Irish businessman (1950–2021)

Liam Carroll (1 September 1950 – 2 March 2021) was an Irish property developer and businessperson known for his involvement in the Irish construction industry via his development company, Zoe Developments Group from the 1990s up to the time of the Irish property crash and the ultimate collapse of the group. Carroll often featured in the media despite his reclusive manner while his relatively frugal and reserved behaviour contrasted markedly with other public figures and property developers of the era.

==Zoe Developments group==
Carroll became well known during the Celtic Tiger years of the late 1990s-2007 for residential and commercial property construction projects with a focus on large scale apartment developments in Dublin city centre. His apartments were notable for their high volume, low price point and small floor plan which appealed to younger owner occupiers and the less well-off sections of society.

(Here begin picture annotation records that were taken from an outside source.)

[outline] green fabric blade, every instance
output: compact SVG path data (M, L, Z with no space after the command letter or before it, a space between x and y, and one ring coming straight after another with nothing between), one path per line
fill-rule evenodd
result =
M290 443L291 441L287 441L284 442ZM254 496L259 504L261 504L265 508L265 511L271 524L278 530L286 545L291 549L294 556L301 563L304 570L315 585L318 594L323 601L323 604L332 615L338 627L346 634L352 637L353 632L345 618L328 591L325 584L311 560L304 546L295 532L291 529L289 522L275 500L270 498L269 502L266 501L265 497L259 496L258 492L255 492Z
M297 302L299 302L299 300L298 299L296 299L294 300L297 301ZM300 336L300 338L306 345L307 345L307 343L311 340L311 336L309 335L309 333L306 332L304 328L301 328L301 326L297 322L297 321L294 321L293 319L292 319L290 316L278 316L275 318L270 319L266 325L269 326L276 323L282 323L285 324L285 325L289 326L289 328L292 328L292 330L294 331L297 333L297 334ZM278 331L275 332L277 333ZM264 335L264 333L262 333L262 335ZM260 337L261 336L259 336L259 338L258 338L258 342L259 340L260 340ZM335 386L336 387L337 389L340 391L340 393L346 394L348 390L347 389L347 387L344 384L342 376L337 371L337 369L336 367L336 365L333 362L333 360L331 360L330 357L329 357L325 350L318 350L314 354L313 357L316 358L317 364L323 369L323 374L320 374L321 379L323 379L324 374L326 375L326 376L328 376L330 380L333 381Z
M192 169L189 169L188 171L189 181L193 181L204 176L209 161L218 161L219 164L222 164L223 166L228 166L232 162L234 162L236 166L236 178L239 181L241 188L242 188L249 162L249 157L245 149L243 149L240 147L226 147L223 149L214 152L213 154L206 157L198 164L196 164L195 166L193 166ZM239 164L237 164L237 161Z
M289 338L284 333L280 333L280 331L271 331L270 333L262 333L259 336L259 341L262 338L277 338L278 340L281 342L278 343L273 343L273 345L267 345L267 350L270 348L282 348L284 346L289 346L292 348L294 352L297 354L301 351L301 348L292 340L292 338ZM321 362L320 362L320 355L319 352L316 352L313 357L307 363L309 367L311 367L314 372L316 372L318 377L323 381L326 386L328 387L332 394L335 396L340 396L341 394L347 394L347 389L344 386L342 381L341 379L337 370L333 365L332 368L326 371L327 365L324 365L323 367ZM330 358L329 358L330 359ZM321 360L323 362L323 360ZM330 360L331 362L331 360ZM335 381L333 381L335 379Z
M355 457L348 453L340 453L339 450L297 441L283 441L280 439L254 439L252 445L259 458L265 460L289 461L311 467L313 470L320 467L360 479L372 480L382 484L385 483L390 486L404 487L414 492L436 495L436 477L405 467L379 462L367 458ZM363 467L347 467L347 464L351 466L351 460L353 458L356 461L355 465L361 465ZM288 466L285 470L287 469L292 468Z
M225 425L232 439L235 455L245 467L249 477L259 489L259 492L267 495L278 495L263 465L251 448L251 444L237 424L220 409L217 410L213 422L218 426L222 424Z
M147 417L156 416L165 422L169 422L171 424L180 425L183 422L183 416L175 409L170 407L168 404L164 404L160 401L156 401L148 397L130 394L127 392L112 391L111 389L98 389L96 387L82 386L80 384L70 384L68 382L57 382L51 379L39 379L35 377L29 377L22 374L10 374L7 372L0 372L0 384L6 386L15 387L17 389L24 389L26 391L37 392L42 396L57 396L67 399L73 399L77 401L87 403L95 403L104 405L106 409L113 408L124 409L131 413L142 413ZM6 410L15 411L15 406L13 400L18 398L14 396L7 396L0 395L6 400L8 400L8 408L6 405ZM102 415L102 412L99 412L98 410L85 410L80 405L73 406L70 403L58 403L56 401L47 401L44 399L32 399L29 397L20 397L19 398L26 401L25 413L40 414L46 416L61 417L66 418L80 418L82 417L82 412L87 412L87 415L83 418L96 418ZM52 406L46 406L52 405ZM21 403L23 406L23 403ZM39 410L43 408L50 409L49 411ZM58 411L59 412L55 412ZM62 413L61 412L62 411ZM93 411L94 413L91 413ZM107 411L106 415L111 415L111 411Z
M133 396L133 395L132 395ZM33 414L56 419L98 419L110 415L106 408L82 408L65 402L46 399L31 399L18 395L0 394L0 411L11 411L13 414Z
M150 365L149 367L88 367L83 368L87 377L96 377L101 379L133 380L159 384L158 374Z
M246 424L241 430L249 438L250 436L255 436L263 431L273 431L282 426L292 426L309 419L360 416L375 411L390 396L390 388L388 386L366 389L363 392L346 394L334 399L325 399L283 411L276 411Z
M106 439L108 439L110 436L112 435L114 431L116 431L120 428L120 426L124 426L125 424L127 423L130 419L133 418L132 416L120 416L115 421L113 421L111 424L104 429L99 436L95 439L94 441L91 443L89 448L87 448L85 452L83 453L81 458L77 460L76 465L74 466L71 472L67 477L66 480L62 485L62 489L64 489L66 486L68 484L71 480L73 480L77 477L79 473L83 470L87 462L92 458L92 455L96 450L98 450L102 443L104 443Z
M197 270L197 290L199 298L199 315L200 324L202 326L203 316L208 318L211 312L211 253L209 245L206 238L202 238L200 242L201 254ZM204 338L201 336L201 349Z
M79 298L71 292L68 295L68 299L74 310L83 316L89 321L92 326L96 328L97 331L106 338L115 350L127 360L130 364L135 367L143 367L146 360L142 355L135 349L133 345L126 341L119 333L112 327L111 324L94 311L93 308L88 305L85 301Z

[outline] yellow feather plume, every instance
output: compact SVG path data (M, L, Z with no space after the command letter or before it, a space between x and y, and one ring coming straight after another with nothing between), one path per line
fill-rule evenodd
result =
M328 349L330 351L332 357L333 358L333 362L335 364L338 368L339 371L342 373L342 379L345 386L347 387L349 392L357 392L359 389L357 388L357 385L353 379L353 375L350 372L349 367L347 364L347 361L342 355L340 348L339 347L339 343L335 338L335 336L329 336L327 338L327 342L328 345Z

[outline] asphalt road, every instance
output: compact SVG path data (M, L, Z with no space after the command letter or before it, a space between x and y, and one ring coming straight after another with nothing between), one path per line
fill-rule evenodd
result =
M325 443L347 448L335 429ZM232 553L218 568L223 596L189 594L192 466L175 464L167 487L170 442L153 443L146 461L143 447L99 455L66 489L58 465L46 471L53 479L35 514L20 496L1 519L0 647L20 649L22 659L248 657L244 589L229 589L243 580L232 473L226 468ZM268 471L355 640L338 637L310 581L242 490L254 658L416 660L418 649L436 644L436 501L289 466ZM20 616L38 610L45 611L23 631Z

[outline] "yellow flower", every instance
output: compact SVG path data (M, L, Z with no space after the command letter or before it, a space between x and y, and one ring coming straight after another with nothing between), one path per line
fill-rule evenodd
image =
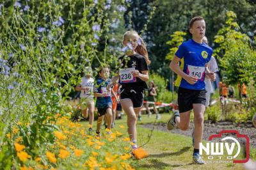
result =
M31 157L31 156L30 156L26 152L23 151L18 152L17 153L17 155L20 158L20 160L22 162L25 162L26 160L28 160L28 158L30 158Z
M104 144L105 144L104 143L101 143L101 142L100 142L100 141L98 141L98 140L96 140L96 141L95 141L95 143L97 143L97 144L99 144L99 145L100 145L100 146L102 146L102 145L104 145Z
M77 149L74 150L74 152L75 153L76 156L77 157L81 157L81 155L82 155L82 154L84 153L83 150Z
M14 146L15 147L15 150L17 151L20 151L26 148L24 145L20 144L19 143L15 143Z
M89 146L93 145L93 144L94 144L93 142L92 141L92 140L90 139L86 139L86 143L87 143L87 144L88 144Z
M52 163L56 163L57 161L57 159L55 158L55 155L54 153L51 153L51 151L47 151L46 153L46 157L47 157L47 158L50 162Z
M59 132L59 131L55 131L54 132L55 136L58 139L66 139L66 136L62 134L62 132Z
M36 162L39 162L41 161L41 158L40 157L37 157L35 160Z
M99 149L100 149L101 146L97 145L97 146L95 146L95 147L94 147L94 148L95 148L96 150L99 150Z
M119 125L119 127L120 128L124 128L124 125Z
M118 131L116 131L116 134L117 136L120 136L120 135L122 135L123 134L121 132L119 132Z
M113 158L109 158L107 156L105 157L105 160L106 160L106 162L107 162L107 164L111 164L112 162L114 160Z
M93 155L94 157L96 157L99 155L98 153L95 152L95 151L92 151L92 155Z
M108 138L108 141L109 141L109 142L113 142L113 141L114 141L114 139L113 139L113 138Z
M90 124L87 125L87 128L92 128L92 125Z
M66 146L65 146L64 145L63 145L63 144L59 144L59 146L60 146L60 148L62 148L62 149L63 149L63 150L67 150Z
M59 157L65 158L70 155L70 153L65 150L60 150Z
M130 141L130 138L127 137L124 138L123 140L125 141L129 142L129 141Z
M10 133L8 133L8 134L6 134L6 137L7 137L8 139L11 139L11 134L10 134Z

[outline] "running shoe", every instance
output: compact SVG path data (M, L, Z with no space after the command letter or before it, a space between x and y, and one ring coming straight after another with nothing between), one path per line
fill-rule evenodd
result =
M161 114L157 114L156 116L156 120L160 120L161 119Z
M174 121L174 119L176 116L180 116L179 112L175 112L173 115L167 121L167 129L169 130L173 130L176 127L176 123Z
M205 162L201 158L199 153L195 153L193 155L193 163L195 164L205 164Z

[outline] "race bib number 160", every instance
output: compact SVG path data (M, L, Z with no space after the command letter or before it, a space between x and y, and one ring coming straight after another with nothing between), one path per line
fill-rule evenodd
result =
M204 75L205 66L195 66L188 65L188 74L191 76L196 77L198 79L202 79Z
M134 77L131 73L132 71L134 70L135 70L135 68L127 68L121 70L119 73L120 76L120 82L127 83L136 82L136 77Z

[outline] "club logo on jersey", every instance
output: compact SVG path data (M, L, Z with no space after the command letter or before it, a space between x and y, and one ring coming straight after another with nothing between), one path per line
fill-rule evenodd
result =
M136 61L132 61L132 66L136 67Z
M208 53L205 50L203 50L202 52L201 55L205 59L207 58L207 57L208 57Z

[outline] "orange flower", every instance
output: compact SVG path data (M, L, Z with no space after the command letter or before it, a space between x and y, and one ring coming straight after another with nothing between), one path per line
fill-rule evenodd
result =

Carroll also tended to build on inner-city brownfield or derelict sites in what other developers considered "unfashionable areas". This reputation earned Carroll the sobriquet of the Shoebox King from his detractors, including most notably the Irish Times journalist Frank McDonald, while his supporters emphasised the affordability of the apartments, the rejuvenation of previously downtrodden areas and the effect of bringing young people back into the city centre.

==Corporate investments==
Carroll's wealth was estimated for a time to be in excess of €1 billion. He later became one of Ireland's leading corporate raiders and held large stakes in many public companies including Irish Continental Group, Greencore, FBD Holdings, Jurys Doyle and McInerney Holdings PLC ostensibly in an attempt to gain access to valuable development sites owned by these companies.

In 2000, he started building a stake in listed property developer Dunloe Ewart plc. In 2002 he completed his takeover of the company through his investment vehicle Rambridge Ltd for €196.5 million.

==Decline and legacy==
Zoe group companies became unable to repay bank borrowings of a reported €1.3bn and in summer 2009 requested Examinership as protection from their creditors, including ACCBank who were the first to seek a winding up order. Following a series of cases, this was rejected by both the High Court and the Supreme Court of Ireland with the rescue plan described by a judge as bordering, if not trespassing on the fanciful and the appointment of liquidators to group companies was confirmed by the courts on 14 October 2009.

Following Zoe Development Group's decline, apartments constructed by the group have since been sold off by NAMA and through receivership processes and ultimately acquired by private buyers, state agencies and various international property funds including Irish Residential Properties REIT, Kennedy Wilson, Green REIT and Hines.